Problem Sheet 5

This is Problem Sheet 5, which covers material from Lectures 22 to 27. You should work through all the questions on this problem sheet in advance of the problems class, which takes place in the lecture of Thursday 11 December. If you are stuck on any of the questions, you are welcome to discuss them with me in my office hours on Mondays at 1500.

This problem sheet is to help you practice material from the module. It is not for assessment and will not be marked.

Full solutions should be released on Friday 12 December.

Remember that Thursday 12 December at 1400 is also the deadline for the module coursework

1. The Gamma distribution \(X \sim \Gamma(m, \lambda)\) has PDF \[ f(x) = \frac{\lambda^m}{(m-1)!} \,x^{m-1}\,\mathrm{e}^{-\lambda x} . \] [Correction: There was a typo in this PDF earlier.] (This PDF can be evaluated with the dgamma() function in R.) The time between eruptions of a volcano, measured in years, is modelled as \(X \sim \Gamma(5, \theta)\), IID over eruptions, where \(\theta\) is unknown. A scientist beliefs about \(\theta\) are represented in a prior distribution \(\theta \sim \operatorname{Exp}(6)\).

The following times between eruptions are available in the historical record:

       56.55,  2.57, 29.97, 10.27,  4.32, 17.91, 51.98,  7.06, 11.40, 54.80

Sample from the posterior distribution for \(\theta\), using the random walk Metropolis algorithm. Explain how you chose the stepsize for your algorithm and how you checked it was a good choice.

Draw a histogram of the posterior distribution, and comment on how it differs from the prior.

Solution. The posterior distribution is \[ \pi(\theta \mid \mathbf x) \propto 6\mathrm{e}^{-6\theta} \times \prod_{i=1}^{10} x_i^{4} \, \mathrm{e}^{-\theta x_i} . \]

The code for the Metropolis random walk algorithm will be the following.

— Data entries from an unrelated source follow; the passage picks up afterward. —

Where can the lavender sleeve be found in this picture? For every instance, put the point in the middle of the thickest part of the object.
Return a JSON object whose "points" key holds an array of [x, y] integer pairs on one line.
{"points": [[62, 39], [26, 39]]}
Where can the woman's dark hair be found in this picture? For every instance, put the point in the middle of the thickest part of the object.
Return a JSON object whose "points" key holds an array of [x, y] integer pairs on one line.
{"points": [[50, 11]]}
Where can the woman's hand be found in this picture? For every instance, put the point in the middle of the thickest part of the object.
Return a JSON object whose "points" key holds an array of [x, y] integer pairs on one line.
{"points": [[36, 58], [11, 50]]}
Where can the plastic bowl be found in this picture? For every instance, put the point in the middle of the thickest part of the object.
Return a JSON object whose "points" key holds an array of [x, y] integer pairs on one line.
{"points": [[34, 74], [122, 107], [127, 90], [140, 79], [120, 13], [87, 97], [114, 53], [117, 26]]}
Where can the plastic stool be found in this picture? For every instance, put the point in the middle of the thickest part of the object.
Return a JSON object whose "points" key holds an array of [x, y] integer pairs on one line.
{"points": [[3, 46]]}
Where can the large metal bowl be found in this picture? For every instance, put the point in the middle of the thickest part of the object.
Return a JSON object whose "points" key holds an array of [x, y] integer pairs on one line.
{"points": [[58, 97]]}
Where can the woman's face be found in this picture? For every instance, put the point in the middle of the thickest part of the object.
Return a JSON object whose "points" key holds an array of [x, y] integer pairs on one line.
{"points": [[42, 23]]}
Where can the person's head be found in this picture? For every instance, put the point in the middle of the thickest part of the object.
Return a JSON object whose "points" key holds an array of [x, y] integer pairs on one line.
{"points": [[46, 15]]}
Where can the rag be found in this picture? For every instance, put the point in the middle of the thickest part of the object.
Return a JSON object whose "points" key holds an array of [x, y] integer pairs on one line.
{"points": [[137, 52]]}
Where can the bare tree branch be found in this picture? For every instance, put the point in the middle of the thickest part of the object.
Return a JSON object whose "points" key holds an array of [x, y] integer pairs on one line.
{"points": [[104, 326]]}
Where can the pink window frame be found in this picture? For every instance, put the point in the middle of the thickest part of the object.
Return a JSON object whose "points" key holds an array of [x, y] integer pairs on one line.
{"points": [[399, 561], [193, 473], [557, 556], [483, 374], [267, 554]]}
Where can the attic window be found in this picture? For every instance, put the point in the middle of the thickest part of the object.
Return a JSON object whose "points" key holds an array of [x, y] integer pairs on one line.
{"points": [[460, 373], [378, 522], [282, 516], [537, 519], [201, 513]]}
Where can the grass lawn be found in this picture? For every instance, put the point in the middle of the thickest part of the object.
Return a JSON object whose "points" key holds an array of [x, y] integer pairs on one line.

x <- c(56.55,  2.57, 29.97, 10.27,  4.32,
       17.91, 51.98,  7.06, 11.40, 54.80)

prior <- function(theta) dexp(theta, 6)
like  <- function(theta) prod(dgamma(x, 5, theta))
post  <- function(theta) prior(theta) * like(theta)

accept <- function(curr, prop) post(prop) / post(curr)
initial <- 1
n <- 1e5
sigma <- 0.25

MRW <- rep(0, n)
MRW[1] <- initial
for (i in 1:(n - 1)) {
  prop <- MRW[i] + rnorm(1, 0, sigma)
  if (prop < 0)                             MRW[i + 1] <- MRW[i]
  else if (runif(1) < accept(MRW[i], prop)) MRW[i + 1] <- prop
  else                                      MRW[i + 1] <- MRW[i]
}

hist(MRW[-(1:99)], probability = TRUE, xlim = c(0, 0.5))
curve(prior, add = TRUE, col = "blue", lwd = 2)

A little experimentation suggested \(\sigma = 0.2\) worked about right – \(\sigma = 0.5\) rejected too many changes. With my initial start point of 1, I found a short burn-in period was necessary, so my histogram starts with the 100th step of the random walk. (I could have just started from 0.2 instead, I suppose.)

We see that while the prior though any number between 0 and \(\tfrac12\), maybe even more, was plausible for \(\theta\), we can see the prior has become concentrated in the interval \([0.11, 0.32]\) or so, with values around 0.2 the most common. The posterior variance is much smaller than the prior, so we have gained certainty from the results.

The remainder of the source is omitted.